Le commentaire du Pape :
Nous poursuivons les catéchèses sur la miséricorde dans l’Écriture Sainte. Dans différents passages, l’on parle des puissants, des rois, des hommes qui se trouvent « en haut », et aussi de leur arrogance et de leurs abus. La richesse et le pouvoir sont des réalités qui peuvent être bonnes et utiles au bien commun, si elles sont mises au service des pauvres et de tous, avec justice et charité. Mais quand, comme cela se produit souvent, elles sont vécues comme un privilège, avec égoïsme et arrogance, elles se transforment en instruments de corruption et de mort. C’est ce qui se produit dans l’épisode de la vigne de Nabot, décrit dans le Premier Livre des Rois, au chapitre 21, sur lequel nous nous arrêtons aujourd’hui.

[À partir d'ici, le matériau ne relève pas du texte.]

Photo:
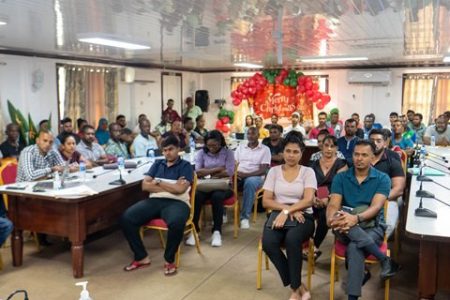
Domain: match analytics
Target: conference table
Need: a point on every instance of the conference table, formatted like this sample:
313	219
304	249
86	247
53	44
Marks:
433	234
76	212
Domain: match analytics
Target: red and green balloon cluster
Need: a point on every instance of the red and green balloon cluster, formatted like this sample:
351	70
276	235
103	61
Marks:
304	85
226	118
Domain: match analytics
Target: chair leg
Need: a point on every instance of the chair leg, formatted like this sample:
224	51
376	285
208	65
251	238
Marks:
332	273
259	266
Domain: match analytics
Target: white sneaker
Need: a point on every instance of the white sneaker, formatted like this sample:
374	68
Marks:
225	218
216	239
245	224
190	240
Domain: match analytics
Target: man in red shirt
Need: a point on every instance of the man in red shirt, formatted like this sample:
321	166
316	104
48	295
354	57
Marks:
322	125
170	113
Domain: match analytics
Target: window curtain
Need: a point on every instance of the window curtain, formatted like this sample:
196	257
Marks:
90	93
427	94
242	110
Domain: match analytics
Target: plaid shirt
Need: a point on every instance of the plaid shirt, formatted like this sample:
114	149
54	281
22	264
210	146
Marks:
34	165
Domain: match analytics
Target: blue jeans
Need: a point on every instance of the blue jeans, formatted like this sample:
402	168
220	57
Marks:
249	187
5	229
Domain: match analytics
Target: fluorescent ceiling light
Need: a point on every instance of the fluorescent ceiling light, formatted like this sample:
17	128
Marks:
332	59
248	65
110	40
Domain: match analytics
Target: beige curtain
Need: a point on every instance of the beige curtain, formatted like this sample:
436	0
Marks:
91	93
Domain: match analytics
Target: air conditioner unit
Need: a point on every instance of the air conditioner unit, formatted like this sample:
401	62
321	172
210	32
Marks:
372	77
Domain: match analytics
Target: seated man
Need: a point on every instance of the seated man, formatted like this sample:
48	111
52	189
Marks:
388	162
91	150
168	182
361	188
39	160
254	160
115	146
12	146
144	141
275	144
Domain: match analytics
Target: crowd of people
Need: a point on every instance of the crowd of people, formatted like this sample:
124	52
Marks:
343	187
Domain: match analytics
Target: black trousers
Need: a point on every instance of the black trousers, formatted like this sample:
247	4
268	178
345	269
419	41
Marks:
174	212
289	266
216	198
320	214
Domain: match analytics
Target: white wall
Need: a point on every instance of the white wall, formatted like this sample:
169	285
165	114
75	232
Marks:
349	98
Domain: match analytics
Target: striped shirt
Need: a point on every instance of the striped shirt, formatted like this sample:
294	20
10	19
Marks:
34	165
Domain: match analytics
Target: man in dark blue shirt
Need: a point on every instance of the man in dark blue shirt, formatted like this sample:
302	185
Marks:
361	189
168	182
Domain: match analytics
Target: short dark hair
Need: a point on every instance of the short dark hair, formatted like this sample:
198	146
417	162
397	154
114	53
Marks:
277	127
419	115
65	135
66	120
367	143
126	131
331	138
294	137
217	136
380	132
350	121
86	127
198	118
170	140
393	114
186	119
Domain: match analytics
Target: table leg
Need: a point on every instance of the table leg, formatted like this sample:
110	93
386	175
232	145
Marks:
77	258
17	247
427	270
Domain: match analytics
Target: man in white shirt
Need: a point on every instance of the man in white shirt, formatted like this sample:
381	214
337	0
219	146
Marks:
254	160
295	125
144	142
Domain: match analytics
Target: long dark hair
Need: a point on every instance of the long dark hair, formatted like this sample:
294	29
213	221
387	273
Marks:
217	136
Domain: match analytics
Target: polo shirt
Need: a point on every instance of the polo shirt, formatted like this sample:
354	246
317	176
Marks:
390	164
181	168
346	147
355	194
250	159
92	153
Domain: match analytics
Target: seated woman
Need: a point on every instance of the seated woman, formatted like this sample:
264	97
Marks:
325	169
168	181
289	193
215	160
69	154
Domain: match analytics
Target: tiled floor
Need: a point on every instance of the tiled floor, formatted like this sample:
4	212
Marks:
228	272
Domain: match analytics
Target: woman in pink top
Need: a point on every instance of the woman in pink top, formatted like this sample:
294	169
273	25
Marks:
289	192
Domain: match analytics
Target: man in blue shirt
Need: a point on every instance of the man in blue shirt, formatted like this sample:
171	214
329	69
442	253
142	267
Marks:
365	189
346	143
168	182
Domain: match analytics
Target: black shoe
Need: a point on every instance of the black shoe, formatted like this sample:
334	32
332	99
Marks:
388	268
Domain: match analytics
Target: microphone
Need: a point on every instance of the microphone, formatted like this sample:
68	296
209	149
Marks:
139	165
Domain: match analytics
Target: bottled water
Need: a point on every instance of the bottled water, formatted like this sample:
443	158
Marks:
83	171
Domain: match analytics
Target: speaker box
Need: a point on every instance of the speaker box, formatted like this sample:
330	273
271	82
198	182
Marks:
202	99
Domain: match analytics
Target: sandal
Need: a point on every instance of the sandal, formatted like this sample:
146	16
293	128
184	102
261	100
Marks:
170	269
136	265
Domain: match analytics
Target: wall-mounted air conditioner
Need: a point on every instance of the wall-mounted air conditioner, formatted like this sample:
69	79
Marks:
372	77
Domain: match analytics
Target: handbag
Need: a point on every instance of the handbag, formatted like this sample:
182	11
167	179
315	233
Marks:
213	184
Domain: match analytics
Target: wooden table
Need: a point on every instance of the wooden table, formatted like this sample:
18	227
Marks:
74	218
433	234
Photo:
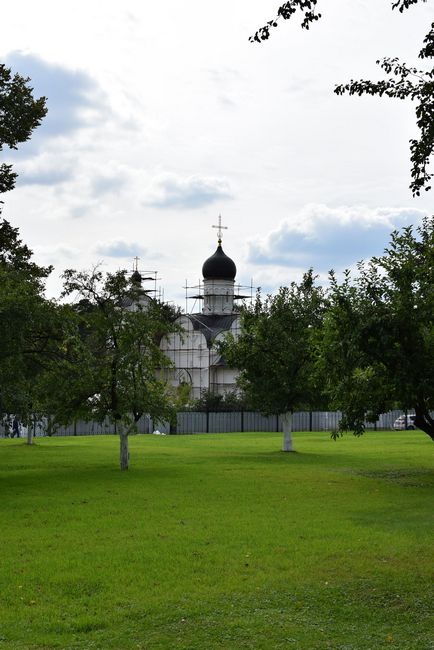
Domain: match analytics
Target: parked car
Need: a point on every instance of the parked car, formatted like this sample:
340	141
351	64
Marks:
405	422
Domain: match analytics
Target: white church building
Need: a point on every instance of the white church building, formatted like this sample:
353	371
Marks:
194	352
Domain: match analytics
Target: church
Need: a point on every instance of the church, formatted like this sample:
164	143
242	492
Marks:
194	351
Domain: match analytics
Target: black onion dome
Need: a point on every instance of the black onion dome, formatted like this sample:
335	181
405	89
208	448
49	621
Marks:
219	266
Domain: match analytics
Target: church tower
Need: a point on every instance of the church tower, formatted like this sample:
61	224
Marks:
219	273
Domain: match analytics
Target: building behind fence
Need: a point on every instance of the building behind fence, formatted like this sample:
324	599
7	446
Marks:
199	422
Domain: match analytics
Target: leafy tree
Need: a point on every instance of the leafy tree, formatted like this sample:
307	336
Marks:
111	355
210	401
377	346
20	114
403	82
29	323
275	351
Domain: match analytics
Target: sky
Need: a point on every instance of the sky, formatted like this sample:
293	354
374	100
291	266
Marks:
162	116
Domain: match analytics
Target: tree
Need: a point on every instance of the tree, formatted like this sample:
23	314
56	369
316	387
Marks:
29	324
404	82
20	114
275	351
377	344
111	355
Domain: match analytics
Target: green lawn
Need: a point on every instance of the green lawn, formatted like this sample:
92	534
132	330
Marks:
217	541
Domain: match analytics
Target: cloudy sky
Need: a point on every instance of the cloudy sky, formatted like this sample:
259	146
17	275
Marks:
163	115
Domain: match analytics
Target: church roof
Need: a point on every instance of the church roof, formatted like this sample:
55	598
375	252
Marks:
219	266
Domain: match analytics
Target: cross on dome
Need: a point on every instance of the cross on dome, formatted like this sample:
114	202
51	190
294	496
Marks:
220	228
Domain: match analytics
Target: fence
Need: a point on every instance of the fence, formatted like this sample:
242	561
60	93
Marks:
197	422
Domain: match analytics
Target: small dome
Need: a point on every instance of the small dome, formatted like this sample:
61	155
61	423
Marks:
219	266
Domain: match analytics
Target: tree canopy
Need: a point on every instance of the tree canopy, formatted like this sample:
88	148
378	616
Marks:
20	114
275	350
403	82
28	323
111	355
377	347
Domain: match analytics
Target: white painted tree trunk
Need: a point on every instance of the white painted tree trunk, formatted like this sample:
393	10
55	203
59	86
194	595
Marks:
287	431
124	453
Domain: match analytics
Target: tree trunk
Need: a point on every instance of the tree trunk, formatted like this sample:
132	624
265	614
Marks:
124	453
30	433
287	430
424	421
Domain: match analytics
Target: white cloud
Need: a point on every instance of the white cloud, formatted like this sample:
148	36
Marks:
72	96
120	248
173	191
325	237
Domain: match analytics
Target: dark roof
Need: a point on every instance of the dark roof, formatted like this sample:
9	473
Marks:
211	324
219	266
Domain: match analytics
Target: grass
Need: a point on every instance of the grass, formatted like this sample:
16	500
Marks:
217	541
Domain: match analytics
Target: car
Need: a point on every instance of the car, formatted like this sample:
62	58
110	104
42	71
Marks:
405	422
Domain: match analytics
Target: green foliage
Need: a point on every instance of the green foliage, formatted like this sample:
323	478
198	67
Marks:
29	323
403	82
275	350
217	542
20	114
111	353
377	347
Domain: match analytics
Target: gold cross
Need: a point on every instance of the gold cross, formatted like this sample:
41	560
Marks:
220	228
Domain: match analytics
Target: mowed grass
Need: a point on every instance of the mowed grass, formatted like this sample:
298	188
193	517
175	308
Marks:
217	541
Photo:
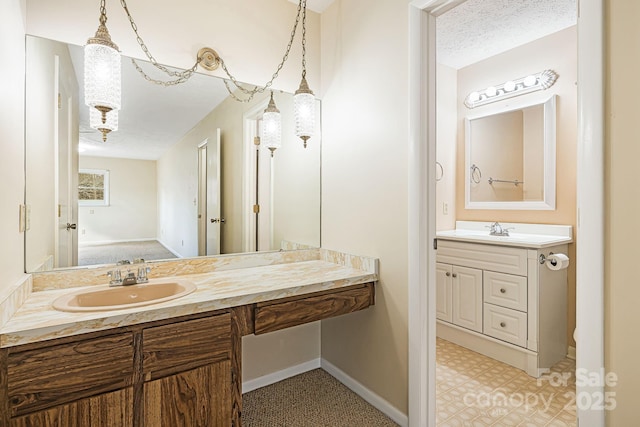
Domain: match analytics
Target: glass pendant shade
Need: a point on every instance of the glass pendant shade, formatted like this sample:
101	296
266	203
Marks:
272	127
110	124
102	77
304	111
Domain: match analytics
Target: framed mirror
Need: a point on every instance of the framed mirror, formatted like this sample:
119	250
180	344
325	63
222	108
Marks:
181	177
510	158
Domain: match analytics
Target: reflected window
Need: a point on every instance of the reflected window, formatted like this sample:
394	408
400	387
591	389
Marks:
93	187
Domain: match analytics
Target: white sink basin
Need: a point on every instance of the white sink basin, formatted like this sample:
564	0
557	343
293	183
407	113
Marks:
103	298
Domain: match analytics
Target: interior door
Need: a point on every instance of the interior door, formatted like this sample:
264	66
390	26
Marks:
214	220
202	198
67	172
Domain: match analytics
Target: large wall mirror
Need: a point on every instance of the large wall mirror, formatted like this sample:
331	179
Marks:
510	158
181	177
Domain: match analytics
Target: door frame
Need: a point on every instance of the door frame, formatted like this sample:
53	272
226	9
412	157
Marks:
421	219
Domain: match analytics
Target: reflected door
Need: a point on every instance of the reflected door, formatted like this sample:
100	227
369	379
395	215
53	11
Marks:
214	220
67	168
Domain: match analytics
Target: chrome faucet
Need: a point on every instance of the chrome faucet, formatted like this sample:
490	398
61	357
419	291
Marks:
496	229
115	277
130	278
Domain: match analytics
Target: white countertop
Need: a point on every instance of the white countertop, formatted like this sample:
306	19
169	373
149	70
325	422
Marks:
37	320
534	236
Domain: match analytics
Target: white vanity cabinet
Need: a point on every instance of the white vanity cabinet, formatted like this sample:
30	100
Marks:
500	301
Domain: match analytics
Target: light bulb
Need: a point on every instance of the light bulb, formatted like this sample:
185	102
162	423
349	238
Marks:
272	127
304	111
530	81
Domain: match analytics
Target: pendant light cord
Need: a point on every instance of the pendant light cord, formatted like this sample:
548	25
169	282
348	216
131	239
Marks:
183	76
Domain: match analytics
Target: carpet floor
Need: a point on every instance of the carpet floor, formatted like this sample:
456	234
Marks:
110	253
311	399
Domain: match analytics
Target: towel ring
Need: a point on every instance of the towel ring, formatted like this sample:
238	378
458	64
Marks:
476	174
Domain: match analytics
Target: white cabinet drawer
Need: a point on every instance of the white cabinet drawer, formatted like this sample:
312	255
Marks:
505	324
486	257
505	290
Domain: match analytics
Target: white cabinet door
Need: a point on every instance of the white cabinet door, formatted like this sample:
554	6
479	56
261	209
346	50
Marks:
443	292
467	297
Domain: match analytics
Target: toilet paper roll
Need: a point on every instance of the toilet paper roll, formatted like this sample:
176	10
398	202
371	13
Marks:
557	261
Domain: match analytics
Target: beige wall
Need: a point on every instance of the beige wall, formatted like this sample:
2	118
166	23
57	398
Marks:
447	105
557	52
243	32
12	47
131	214
622	290
364	183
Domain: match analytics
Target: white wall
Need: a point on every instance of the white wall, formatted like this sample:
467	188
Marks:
365	183
11	141
131	214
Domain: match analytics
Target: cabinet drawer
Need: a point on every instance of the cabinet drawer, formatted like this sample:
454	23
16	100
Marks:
42	378
271	317
505	324
177	347
505	290
485	257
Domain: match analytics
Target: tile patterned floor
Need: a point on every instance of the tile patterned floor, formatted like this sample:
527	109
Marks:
475	390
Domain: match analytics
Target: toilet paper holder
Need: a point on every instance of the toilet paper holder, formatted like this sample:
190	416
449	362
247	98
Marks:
542	259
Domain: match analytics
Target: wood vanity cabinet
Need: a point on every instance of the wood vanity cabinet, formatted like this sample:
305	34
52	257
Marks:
156	374
184	371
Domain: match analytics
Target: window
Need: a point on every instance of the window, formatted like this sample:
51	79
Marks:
93	187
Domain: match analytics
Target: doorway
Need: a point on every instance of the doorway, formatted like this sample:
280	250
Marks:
210	221
422	206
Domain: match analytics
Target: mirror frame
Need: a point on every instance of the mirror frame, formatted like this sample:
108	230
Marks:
549	198
284	245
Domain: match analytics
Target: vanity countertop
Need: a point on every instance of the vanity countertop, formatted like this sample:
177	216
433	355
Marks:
532	236
36	319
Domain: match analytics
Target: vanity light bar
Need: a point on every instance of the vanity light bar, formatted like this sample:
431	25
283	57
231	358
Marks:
534	82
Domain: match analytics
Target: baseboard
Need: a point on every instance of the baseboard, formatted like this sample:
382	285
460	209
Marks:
274	377
375	400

Dans ce texte, l’on raconte que le roi d’Israël, Akab, veut acheter la vigne d’un homme du nom de Nabot, car cette vigne était voisine du palais royal. La proposition semble légitime, voire généreuse, mais en Israël les propriétés foncières étaient considérées comme étant presque inaliénables. En effet, le livre du Lévitique prescrit : « La terre ne sera pas vendue avec perte de tout droit, car la terre m’appartient et vous n’êtes pour moi que des étrangers et des hôtes » (Lv 25, 23). La terre est sacrée, car c’est un don du Seigneur, qui en tant que tel doit être préservé et conservé, comme signe de la bénédiction divine qui se transmet de génération en génération et garantie de dignité pour tous. L’on comprend alors la réponse négative de Nabot au roi : « Yahvé me garde de te céder l’héritage de mes pères » (1 R 21, 3).
La méchanceté de Jézabel
Le roi Akab réagit à ce refus avec amertume et dédain. Il se sent offensé – il est le roi, le puissant –, diminué dans son autorité de souverain, et frustré dans la possibilité de satisfaire son désir de possession. En le voyant si abattu, sa femme Jézabel, une reine païenne qui avait accru les cultes idolâtres et faisait tuer les prophètes du Seigneur (cf. 1 R 18, 4) – elle n’était pas laide, elle était méchante ! –, décide d’intervenir. Les paroles avec lesquelles elle s’adresse au roi sont très significatives. Écoutez la méchanceté qui est derrière cette femme : « Vraiment, tu fais un joli roi sur Israël ! Lève-toi et mange, et que ton cœur soit content, moi je vais te donner la vigne de Nabot de Yizréel » (v. 7). Elle met l’accent sur le prestige et sur le pouvoir du roi qui, d’après sa façon de voir, est remis en question par le refus de Nabot. Un pouvoir qu’elle considère au contraire absolu, et pour lequel chaque désir du roi puissant devient un ordre. Le grand saint Ambroise a écrit un petit livre sur cet épisode. Il s’appelle « Nabot ». Cela nous fera du bien de le lire en ce temps de Carême. C’est très beau, c’est très concret.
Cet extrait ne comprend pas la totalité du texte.